The 26-page judgement reveals the legal loopholes shrewdly exploited by the company to get their Rs 1,000-crore project cleared. The judgement also reveals the way the government gave up the issue without even bothering to verify the details submitted by the company.
Sanghi Cements found the Kauthar belt suitable for putting up a jetty. Subsequently, they sought that land on a permanent lease. sil prepared their plan in such a way that the land it demanded, was in Gunav village which was not surveyed. The forest authorities found the area to be outside the reserved forest and so did not raise any objection. Consequently, sil obtained sanction to get possession of the land.
The truth, however, is not quite so simple. The land, contrary to sil's claims, remains very much within the reserved area. That the company had submitted a doctored plan to the forest authorities is now clear.
The nature of the land that has been assigned to the sil by the state also demands a closer examination. Though the sil was allotted 250 hectares (ha) of land at village Gunav, the land that the company took was the one at Village Arki. The two villages, though adjoining, are located in two different talukas. After getting the allotment, the sil wanted to alter the description of the property. Surprisingly, the government permitted the change.
It remains unclear under what provision of law, this change has been effected.

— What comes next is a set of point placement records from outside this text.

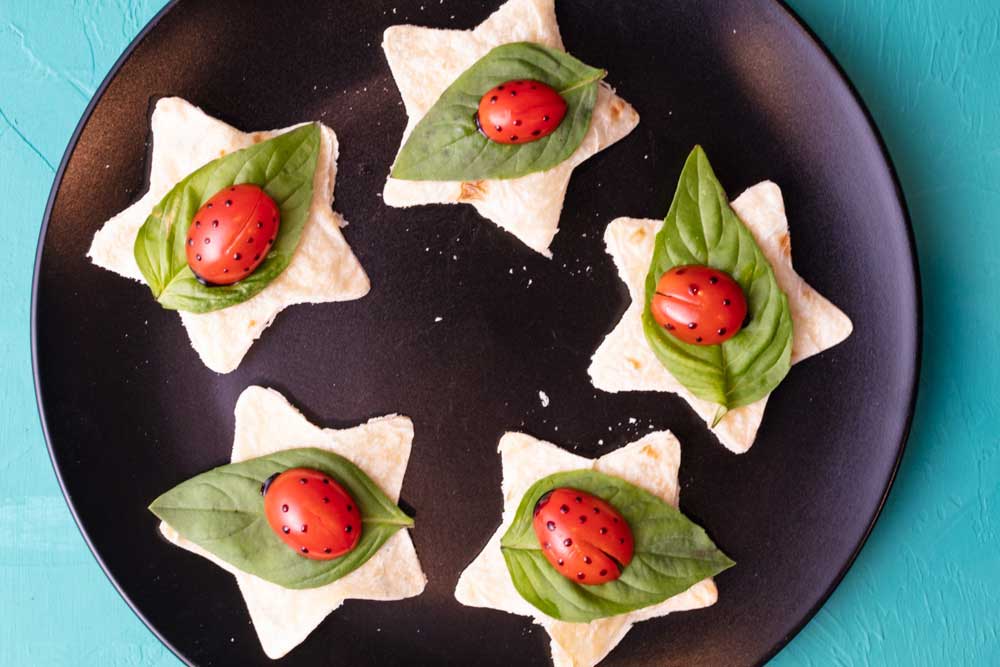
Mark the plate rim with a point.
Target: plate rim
(872, 126)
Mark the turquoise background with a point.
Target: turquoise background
(924, 590)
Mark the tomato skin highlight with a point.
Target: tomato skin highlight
(519, 112)
(231, 234)
(699, 305)
(312, 513)
(583, 537)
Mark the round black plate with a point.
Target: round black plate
(129, 410)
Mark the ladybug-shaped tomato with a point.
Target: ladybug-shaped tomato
(699, 305)
(518, 112)
(583, 537)
(231, 234)
(311, 513)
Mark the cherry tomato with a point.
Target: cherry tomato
(311, 513)
(519, 112)
(699, 305)
(231, 234)
(582, 536)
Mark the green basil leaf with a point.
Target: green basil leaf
(446, 145)
(701, 228)
(671, 553)
(222, 511)
(283, 167)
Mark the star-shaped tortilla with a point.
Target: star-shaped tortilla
(425, 61)
(625, 362)
(323, 268)
(267, 423)
(651, 463)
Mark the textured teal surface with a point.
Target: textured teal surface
(924, 590)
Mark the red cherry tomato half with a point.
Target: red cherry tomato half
(699, 305)
(582, 536)
(519, 112)
(312, 513)
(231, 234)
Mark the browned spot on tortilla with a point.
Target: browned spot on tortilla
(472, 190)
(786, 245)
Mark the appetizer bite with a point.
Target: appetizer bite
(589, 547)
(499, 117)
(235, 227)
(303, 517)
(718, 314)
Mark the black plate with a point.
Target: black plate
(129, 411)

The land, supposed to have been acquired by sil at Mamlatdar of Lakhpat Taluka, has now been changed to be that in Arki Village in Abdasa Taluka. The steps taken by the state government and district collector show that they were prepared to give away the land to the company without even verifying its nature and location.
The judgement also exposes the fact that the jetty for which environmental clearance is being sought is, in fact, an unauthorised construction. "As a result of the above discussion, we come to the conclusion that Kauthar belt forms part of reserved forest and Sanghi Cements to be in possession of the same for putting up a captive jetty. Substantial work for that has been carried out without any permission from the Union government."

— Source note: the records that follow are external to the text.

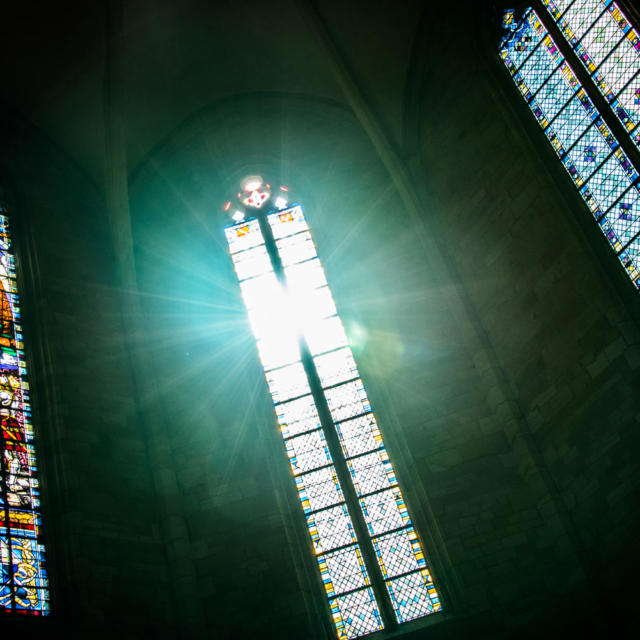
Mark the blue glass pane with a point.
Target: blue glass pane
(520, 43)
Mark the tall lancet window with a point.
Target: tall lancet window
(602, 39)
(24, 587)
(369, 555)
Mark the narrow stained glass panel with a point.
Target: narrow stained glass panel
(610, 51)
(413, 595)
(385, 511)
(523, 41)
(24, 586)
(335, 367)
(359, 435)
(579, 17)
(309, 308)
(343, 570)
(372, 472)
(319, 489)
(330, 529)
(297, 416)
(356, 614)
(557, 91)
(308, 451)
(399, 552)
(590, 153)
(347, 400)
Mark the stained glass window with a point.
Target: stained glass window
(591, 154)
(609, 48)
(24, 586)
(288, 290)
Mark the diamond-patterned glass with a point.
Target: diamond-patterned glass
(308, 451)
(538, 67)
(413, 596)
(570, 123)
(343, 570)
(578, 18)
(624, 217)
(372, 472)
(385, 511)
(630, 259)
(356, 614)
(319, 489)
(617, 69)
(557, 91)
(399, 552)
(331, 528)
(347, 400)
(606, 186)
(589, 152)
(359, 435)
(598, 41)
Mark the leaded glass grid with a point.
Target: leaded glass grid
(590, 153)
(305, 310)
(24, 585)
(609, 49)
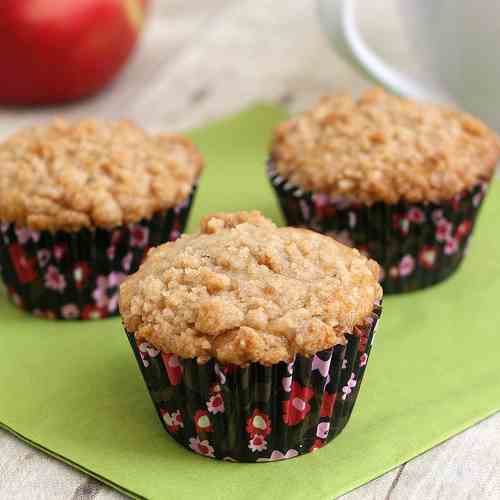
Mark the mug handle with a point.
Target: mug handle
(338, 17)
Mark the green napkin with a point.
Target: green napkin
(74, 390)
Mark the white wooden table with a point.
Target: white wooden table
(201, 59)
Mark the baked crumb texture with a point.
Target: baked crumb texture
(67, 176)
(243, 291)
(384, 148)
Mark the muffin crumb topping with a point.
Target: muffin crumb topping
(243, 290)
(384, 148)
(66, 176)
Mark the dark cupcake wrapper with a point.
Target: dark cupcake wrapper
(416, 244)
(76, 275)
(257, 413)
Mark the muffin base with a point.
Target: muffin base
(257, 413)
(416, 244)
(66, 275)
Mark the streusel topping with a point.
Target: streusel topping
(243, 290)
(92, 173)
(384, 148)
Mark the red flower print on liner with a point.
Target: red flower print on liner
(258, 423)
(363, 360)
(427, 256)
(201, 447)
(202, 421)
(215, 404)
(451, 246)
(25, 267)
(327, 404)
(173, 420)
(257, 443)
(81, 273)
(463, 229)
(416, 215)
(43, 257)
(54, 279)
(139, 236)
(297, 407)
(173, 368)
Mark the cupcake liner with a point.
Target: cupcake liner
(257, 413)
(76, 275)
(416, 244)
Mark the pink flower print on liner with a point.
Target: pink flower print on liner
(70, 311)
(215, 404)
(15, 297)
(352, 219)
(81, 273)
(322, 366)
(443, 229)
(451, 246)
(111, 252)
(24, 235)
(347, 389)
(286, 383)
(139, 235)
(173, 368)
(416, 215)
(463, 229)
(476, 199)
(201, 447)
(59, 251)
(406, 266)
(322, 430)
(257, 443)
(173, 420)
(277, 455)
(102, 296)
(363, 360)
(54, 279)
(127, 262)
(43, 257)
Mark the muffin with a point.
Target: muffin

The company sought clearance from the Gujarat Pollution Control Board separately for different parts of the project instead of a single clearance for the entire project with cumulative effects.
"On June 16, the government of India, informed Sanghi Cements that since the cost of the captive jetty facilities is less than Rs 50 crore, environmental clearance from mef was not required. However, Sanghi Cements was directed to take the approval of the ministry for the facilities proposed to be located within 500 metres of high tide line as per Coastal Regulation Zone Notification. This direction given to Sanghi Cements to get approval under the coastal Regulation Zone Notifi-cation has not been fulfilled till date."
Advocate Girish Patel, leading public interest activist, finds it difficult to digest sil's claim and also the observation of the court that the Rs 1,000 crore industry will be a boon to the backward district and will provide employment and prosperity to the people of Gujarat. He says it will only employ about 750 people , 450 of whom will be the scientific staff.
The scene has now shifted to Delhi as the high court has directed the Union government to re-examine the issue of environmental clearance. It remains to been seen how the Union government responds to the various allegations.